Turn-based combat might have worked better


Tyranny's combat is realtime with active pause like it should be in an isometric RPG, as far as I am concerned. However, I quickly started thinking Tyranny's largely cooldown-limited abilities might work better in a turn-based system. Cooldowns require more party micro-management than per rest limited abilities to play optimally. Every party member also has different recovery time to use another ability based on their armor weight and weapon speed. That is why I stopped using the two party member combos -- the faster character would often have to wait idle for the slower one's recovery time to pass.

Apart from pre-combat buffing, I ended up controlling only my character and let AI handle the rest. I could not determine how well it made use of their abilities, but since fights generally did not last very long, I would say it did well enough for the Normal difficulty I played on. From what I have read, even on Path of the Damned, Tyranny's difficulty is front-loaded. Once your mage characters start having high enough lore skill and more sigils to create truly powerful spells, the game becomes significantly easier.

Mechanical depth for a bigger game


I had trouble on deciding what kind of character I wanted to play. I think that is a sign if any for an RPG to have character customization with depth. I restarted multiple times until finally settling on a two-handed and light armor, mainly agility talents using build.

Originally I thought about playing the game as heavily armored character with debuffing spells -- like a blackguard of sorts. But then I read how heavy armor's damage reduction does not compete with light armor's shorter recovery time and reduced chance of being hit at all. Atrophy spells also felt very weak at the start, although I guess the blackguard concept could have worked eventually had I just kept at it.

Tyranny has a classless system that reminds me of Skyrim's. It would not have been my first choice for a non-open world game where the amount of battles and such is finite.

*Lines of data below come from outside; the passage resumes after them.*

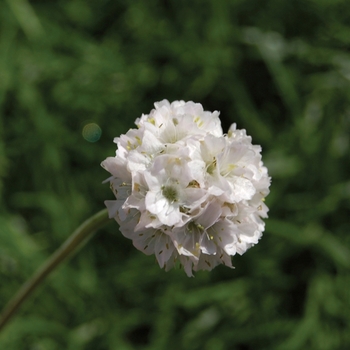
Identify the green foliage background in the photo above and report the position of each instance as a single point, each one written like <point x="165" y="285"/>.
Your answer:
<point x="278" y="68"/>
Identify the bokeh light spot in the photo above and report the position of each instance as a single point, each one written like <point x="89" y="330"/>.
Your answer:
<point x="91" y="132"/>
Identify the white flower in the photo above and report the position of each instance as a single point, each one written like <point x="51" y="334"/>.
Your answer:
<point x="185" y="191"/>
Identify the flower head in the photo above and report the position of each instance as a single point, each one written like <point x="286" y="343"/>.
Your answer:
<point x="185" y="191"/>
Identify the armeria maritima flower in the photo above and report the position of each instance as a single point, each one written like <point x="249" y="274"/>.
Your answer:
<point x="184" y="190"/>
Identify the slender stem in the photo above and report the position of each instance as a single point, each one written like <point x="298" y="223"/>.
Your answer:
<point x="79" y="237"/>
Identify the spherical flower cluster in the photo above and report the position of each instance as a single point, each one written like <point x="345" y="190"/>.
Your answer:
<point x="185" y="191"/>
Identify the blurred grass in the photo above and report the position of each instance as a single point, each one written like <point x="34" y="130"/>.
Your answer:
<point x="279" y="69"/>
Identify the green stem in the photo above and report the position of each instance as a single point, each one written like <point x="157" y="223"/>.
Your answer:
<point x="79" y="237"/>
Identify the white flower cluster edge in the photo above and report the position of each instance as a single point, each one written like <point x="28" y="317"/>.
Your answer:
<point x="185" y="191"/>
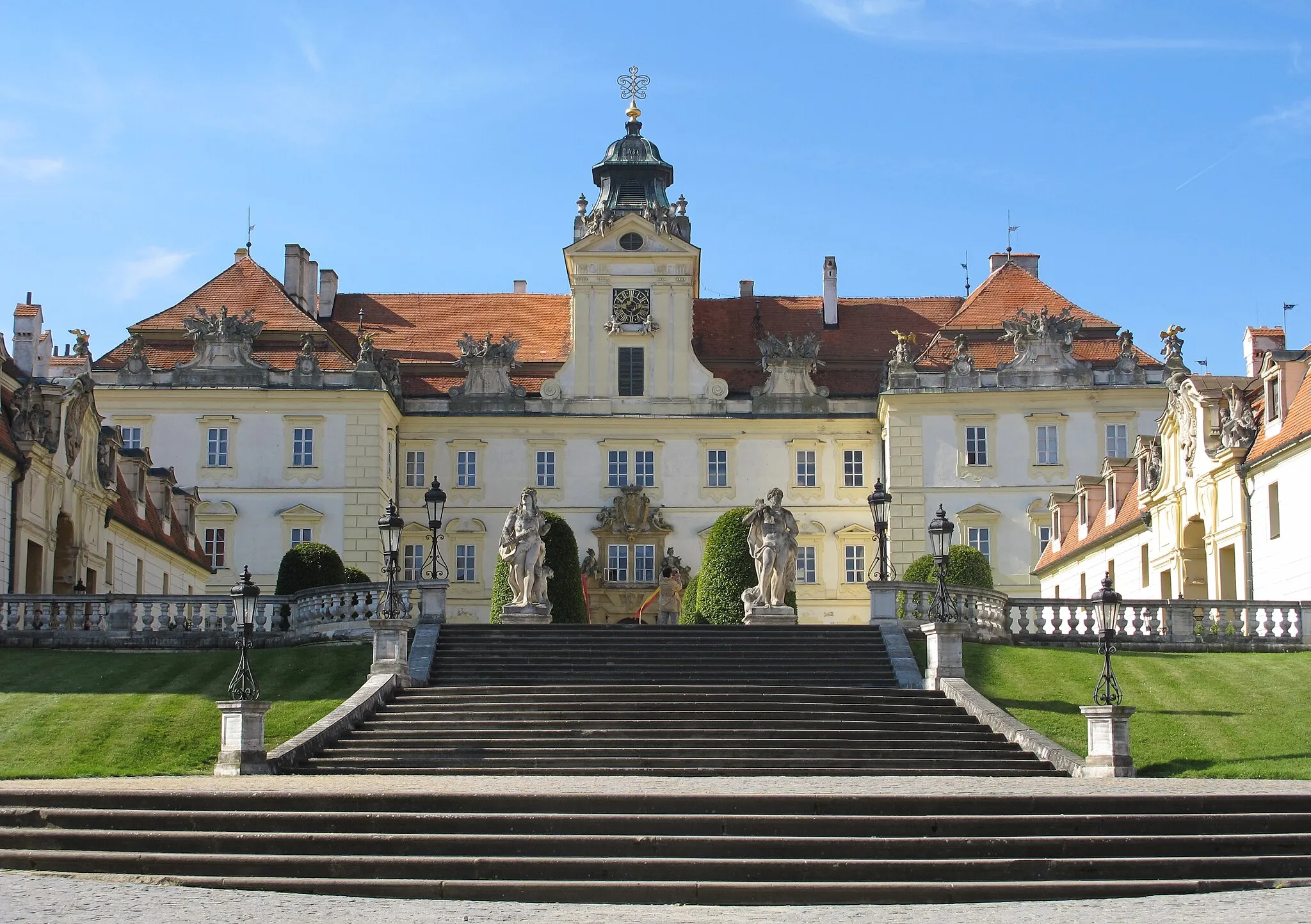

After character creation, skills increase by using them as well as utilizing trainers (5 times/level naturally). Quest experience gets divided between skills you have received training in, which can be problematic for optimization purposes. For instance, if you ask a party member to teach you a sigil to make your party's spells from, that school of magic will start sharing your quest experience pie.

The skill system, skill and character levels, crafting -- I made only like 3 or 4 items in total from the long list -- make it feel like the game has mechanics for a longer game than Tyranny. Spending time on upgrading the spires etc. seem a bit futile endeavor. Also, the inclusion of resting seemed like a forced mechanic. There are few abilities that are usable only once per rest or encounter, but with most of them just being cooldowns, I feel like the reasons to actually rest -- removing wounds and getting spire rest bonuses -- were added afterwards to justify a feature that was only included because it was in older games.


Obsidian announced their next game, Pillars of Eternity II: Deadfire, just couple weeks ago. Maybe the first game with its expansions will now finally drop in price enough for me to purchase. I wonder if its crowd-funding is the reason the game is still so pricey.